Date: 31 October 2011

A blue painted building with banana trees in the background

A church in Nueve San José, Guatemala

It’s a little disconcerting to walk down the road to Nueve San José and see men and even boys as young as 10 carrying large machetes in the opposite direction. But its coffee picking season here in south-west Guatemala and with school just finished for the year, everyone‘s taking the opportunity to earn what they can.

At 7.30am the sun is glaring down already. Chickens scratch around in the dirt and wild-eyed dogs trot around, some of their fierceness from the evening before now dissipated. Its early for me, but most of the coffee pickers have long gone to fincas (plantations) miles away. They often get up at 5am, while their wives get up at least an hour earlier to make their food for the day.

Nueve San José has existed for only 18 years. The majority of its families are originally the permanent employees of a finca in the same region called San José Altamira. In 1992 the finca owner stopped paying them. They weren’t told why, nor were they laid off. This had happened once before, but after 3 months they had been paid, so at first they weren’t worried. But this time they weren’t paid. Eventually they were reduced to living on bananas and herbs which could be collected wild. Several young children died of malnutrition. 

In the meantime the community had been trying to get the pay they were owed. The local labour disputes office were worse than useless and easily bought off by the finca owner. Eventually they were able to contact an organisation which helped campesinos and plantation workers to claim their rights. After some training in basic labour law they started a campaign to get paid, even demonstrating outside the finca owners’ house in Guatemala City. The finca owner tried every trick in the book to avoid paying them from pretending to be insulted, to buying off the leaders, to trying to make a poor deal with the less militant section of workers. It was only when the by-now  starving workers held the finca administrator hostage that they were eventually paid, over a year after their pay stopped. The finca was then sold and its workers had to leave.

This is by no means an unusual story in Guatemala. It got worse after the global price of coffee crashed in the late 1990s. The World Bank had encouraged countries which weren’t traditionally coffee producers to start producing it for export. This resulted in a glut and the price dropped. Finca owners, who tended to treat their workers more like serfs, didn’t hesitate to pass as much of their loss onto their workers as possible.

What’s unusual about San José Altamira is that the workers both fought and eventually won. In 1992 the civil war was still going on and anyone trying to claim their rights was liable to be accused of being a communist guerrilla and tortured or killed by the dictatorship. Thousands of people were massacred during the 1980s and early 1990s, especially in the countryside. 
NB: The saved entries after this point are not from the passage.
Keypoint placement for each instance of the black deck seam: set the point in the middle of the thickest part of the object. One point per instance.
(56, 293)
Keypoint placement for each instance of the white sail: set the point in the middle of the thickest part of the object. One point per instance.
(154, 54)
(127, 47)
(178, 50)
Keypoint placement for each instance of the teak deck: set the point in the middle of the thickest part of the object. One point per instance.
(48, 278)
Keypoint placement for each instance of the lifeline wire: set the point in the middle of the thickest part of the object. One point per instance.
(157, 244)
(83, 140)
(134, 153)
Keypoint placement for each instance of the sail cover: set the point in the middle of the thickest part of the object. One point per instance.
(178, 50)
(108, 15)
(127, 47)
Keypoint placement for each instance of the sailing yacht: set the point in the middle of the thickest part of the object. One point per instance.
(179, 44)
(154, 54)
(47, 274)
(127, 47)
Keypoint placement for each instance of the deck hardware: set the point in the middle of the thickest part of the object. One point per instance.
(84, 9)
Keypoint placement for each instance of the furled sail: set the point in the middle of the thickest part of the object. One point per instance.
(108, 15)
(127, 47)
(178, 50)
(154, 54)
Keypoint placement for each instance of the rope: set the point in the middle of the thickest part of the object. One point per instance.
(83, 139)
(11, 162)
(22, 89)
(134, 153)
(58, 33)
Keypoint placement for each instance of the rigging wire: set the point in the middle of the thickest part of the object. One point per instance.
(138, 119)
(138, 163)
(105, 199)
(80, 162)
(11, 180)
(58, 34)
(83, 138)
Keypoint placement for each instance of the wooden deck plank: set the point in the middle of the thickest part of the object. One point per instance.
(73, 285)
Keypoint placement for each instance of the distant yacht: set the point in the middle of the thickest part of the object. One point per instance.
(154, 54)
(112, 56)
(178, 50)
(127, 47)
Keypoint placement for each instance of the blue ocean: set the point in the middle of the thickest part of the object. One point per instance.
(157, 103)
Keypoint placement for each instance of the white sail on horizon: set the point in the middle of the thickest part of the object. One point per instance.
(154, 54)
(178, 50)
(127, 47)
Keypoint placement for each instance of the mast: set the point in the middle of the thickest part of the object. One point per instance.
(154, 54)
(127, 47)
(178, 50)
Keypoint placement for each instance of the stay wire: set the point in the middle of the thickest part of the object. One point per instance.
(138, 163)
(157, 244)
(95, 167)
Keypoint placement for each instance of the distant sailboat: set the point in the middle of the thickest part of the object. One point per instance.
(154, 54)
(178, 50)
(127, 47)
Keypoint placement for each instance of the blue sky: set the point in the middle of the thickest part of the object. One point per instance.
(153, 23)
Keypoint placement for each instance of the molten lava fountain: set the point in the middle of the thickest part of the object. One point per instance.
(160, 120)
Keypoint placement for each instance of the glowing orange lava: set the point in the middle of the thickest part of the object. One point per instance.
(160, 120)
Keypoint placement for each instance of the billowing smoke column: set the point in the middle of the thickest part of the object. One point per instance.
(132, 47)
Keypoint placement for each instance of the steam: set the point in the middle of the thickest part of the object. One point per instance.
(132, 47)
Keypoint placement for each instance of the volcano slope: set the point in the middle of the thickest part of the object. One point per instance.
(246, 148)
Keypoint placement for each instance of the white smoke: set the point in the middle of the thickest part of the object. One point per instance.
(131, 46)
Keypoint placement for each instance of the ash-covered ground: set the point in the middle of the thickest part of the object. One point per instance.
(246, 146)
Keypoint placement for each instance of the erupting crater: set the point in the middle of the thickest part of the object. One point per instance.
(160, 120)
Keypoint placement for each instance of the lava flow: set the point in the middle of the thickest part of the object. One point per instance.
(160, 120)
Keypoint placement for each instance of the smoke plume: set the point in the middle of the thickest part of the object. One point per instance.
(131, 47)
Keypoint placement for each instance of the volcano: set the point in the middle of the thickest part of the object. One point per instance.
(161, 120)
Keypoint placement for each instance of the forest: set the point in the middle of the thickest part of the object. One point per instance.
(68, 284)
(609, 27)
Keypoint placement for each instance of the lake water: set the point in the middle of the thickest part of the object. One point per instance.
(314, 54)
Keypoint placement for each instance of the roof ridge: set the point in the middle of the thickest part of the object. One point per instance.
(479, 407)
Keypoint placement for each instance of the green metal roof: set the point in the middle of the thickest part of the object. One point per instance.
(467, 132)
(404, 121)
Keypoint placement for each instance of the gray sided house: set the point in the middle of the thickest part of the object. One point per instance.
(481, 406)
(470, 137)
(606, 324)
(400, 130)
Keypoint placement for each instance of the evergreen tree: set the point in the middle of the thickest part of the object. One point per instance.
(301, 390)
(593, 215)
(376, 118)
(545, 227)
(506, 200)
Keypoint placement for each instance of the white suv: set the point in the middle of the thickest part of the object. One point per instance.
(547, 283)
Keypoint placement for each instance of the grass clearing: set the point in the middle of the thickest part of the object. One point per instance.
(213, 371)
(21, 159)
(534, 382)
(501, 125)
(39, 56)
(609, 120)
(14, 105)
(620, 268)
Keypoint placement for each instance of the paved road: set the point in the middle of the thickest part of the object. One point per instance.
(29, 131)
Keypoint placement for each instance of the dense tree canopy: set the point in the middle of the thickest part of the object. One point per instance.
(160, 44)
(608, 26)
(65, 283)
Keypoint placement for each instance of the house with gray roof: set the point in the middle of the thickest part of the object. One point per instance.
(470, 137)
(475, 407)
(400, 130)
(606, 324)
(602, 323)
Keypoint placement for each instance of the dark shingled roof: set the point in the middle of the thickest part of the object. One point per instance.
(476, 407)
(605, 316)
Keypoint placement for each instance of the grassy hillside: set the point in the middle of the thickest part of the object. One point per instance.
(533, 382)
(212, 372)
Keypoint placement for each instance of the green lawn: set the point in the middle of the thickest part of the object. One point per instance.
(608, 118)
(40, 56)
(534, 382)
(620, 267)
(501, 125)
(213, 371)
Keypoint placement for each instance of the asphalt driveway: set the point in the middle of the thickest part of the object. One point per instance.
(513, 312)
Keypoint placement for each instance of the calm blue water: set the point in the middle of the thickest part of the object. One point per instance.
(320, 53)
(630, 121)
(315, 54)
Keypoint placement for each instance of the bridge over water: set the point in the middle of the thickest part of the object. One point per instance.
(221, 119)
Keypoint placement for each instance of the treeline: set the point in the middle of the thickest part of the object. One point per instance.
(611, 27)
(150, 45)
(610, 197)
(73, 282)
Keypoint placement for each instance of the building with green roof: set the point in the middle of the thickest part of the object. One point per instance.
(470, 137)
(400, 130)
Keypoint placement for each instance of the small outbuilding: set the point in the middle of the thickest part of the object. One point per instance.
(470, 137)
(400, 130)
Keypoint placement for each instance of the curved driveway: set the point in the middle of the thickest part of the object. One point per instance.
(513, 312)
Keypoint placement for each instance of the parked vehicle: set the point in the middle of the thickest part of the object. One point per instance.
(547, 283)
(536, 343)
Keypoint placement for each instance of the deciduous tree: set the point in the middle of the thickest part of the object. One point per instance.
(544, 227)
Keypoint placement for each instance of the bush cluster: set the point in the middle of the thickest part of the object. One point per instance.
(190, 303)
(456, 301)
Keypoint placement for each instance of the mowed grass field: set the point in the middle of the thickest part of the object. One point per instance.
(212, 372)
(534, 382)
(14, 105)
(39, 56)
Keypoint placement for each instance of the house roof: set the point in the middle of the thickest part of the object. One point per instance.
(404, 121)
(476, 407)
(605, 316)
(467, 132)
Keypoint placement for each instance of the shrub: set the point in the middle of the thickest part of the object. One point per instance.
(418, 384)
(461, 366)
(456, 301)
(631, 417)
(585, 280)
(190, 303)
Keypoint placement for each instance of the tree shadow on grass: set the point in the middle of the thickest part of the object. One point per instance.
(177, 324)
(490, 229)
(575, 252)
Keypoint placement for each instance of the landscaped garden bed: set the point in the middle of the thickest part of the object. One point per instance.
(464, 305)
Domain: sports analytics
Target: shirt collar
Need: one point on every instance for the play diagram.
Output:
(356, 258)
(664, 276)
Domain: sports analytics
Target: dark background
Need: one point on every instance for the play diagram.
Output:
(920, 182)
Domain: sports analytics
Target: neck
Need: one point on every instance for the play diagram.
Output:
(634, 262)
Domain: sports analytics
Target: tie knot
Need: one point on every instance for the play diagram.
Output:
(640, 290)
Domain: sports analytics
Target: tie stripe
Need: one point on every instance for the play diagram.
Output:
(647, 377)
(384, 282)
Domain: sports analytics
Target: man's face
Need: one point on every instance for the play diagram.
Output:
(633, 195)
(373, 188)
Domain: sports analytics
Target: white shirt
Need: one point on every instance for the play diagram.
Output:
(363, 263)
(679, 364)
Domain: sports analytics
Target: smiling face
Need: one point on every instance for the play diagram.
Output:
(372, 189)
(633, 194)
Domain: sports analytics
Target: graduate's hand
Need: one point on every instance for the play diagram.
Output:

Nowadays finca owners employ very few workers all year round. Most are hired day by day during the harvest. The informal nature of this arrangement allows them to pay workers around 35 Quetzals (just under £3) a day, well short of the official minimum wage of 63.70 Quetzals per day.

The Spanish school I’m studying at here (an offshoot of the progressive non-profit school in Quetzaltenango, PLQ) helps the community in various ways. It provides some jobs, and pays local women to provide meals for students in their houses. The money generated helps pay local children’s school fees and they’re currently building a library and IT centre for local communities.

But the people here remain very poor. Surrounded by fertile abundance, they often can’t afford to buy simple luxuries like fruit. It’s a situation the current presidential runoff between two neoliberals from the ruling elite will do nothing to remedy.